Cowok itu hanya diam, menatap Zeva remeh.

"Hihhh! Lo siapa sih?! Emosi banget gue kalo ngeliat muka lo yang sok ganteng itu!" ujar Zeva dengan nada geram. Jujur saja ia ingin sekali memukul wajah cowok itu sampai penyet.

"Gue Varen, masa lo gak kenal sama gue?" tanya Varen sedikit terkejut. Ia pikir Zeva telah mengenalinya.

"Ohh ... Gak peduli. Udah gue mau ke minimarket, bye!" ketus Zeva dan langsung berjalan menuju tempat yang akan ia tuju.

"Mau gue anter gak nih? Mumpung gratis loh," tawar Varen dengan menaikkan satu alisnya.

"Gak makasih, tawaran lo kayak bapak-bapak modus!"

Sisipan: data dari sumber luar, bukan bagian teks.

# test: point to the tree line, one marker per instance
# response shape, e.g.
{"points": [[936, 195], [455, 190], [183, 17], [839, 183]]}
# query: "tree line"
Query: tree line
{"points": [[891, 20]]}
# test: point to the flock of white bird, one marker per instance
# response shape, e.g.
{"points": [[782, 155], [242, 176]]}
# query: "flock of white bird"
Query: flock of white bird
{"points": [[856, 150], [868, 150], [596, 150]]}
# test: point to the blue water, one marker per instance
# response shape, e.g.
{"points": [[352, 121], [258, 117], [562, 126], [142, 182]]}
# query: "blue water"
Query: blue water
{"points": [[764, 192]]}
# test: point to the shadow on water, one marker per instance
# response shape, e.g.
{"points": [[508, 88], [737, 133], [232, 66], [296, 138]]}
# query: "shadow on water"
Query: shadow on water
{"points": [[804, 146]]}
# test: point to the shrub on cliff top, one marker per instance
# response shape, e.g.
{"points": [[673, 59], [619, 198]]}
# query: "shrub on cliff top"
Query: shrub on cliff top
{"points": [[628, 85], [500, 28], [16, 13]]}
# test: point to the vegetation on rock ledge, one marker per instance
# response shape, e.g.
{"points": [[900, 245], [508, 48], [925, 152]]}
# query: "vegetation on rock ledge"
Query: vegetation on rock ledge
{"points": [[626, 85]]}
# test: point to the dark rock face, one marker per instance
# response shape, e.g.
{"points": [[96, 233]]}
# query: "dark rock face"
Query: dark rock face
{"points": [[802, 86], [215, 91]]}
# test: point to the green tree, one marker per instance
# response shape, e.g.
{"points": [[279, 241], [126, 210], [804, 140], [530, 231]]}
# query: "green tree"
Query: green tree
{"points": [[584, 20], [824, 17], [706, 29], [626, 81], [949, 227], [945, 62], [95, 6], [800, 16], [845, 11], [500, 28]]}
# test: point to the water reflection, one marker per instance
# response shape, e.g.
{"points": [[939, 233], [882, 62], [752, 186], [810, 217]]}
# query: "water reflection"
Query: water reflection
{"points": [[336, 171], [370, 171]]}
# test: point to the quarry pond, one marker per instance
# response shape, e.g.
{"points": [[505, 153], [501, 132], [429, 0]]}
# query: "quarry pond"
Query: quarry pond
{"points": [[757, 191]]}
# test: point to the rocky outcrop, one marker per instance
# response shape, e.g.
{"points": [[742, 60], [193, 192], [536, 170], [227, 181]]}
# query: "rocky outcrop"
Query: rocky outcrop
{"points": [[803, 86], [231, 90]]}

Shit men ... Hati mungil bin jamet milik Varen berasa tergores mendengar ucapan kejam dari mulut cewek itu. Sungguh pedas sekali mulut Zeva, seperti omongan tetangga!

~o0o~

"Ternyata selama ini gue akrab sama Varen jamet? Eh, gak akrab sih ... Aduh amit-amit kalo akrab, liat mukanya aja gue mau muntah. Lebih tepatnya MUSUH anjir!" Zeva bertengkar dengan pikirannya sendiri. Sampai-sampai mbak-mbak kasir di depannya heran.

"Total belanjaannya jadi dua ratus lima puluh ribu ya, kak." ucap penjaga kasir itu.

Tak ada sautan dari Zeva, ia masih melamun dan melamun memikirkan kejadian tadi.

"Kak? Hallo? KAK?!"

"Hah? Iya ada apa?!" jawab Zeva linglung, karena terkejut.

"Oh kirain kakaknya kesambet apaan. Nih total belanjaannya dua ratus lima puluh ribu." ujar penjaga kasir itu, mengulang perkataannya.

Zeva pun membayar belanjaannya, dan setelah itu berjalan pulang ke apartemen yang sekarang ia tinggali.

"Sumpah malu banget gue. Duh ... Ini semua gara-gara Varen, titik gak pake koma! Gue benci sebenci-bencinya ke dia!"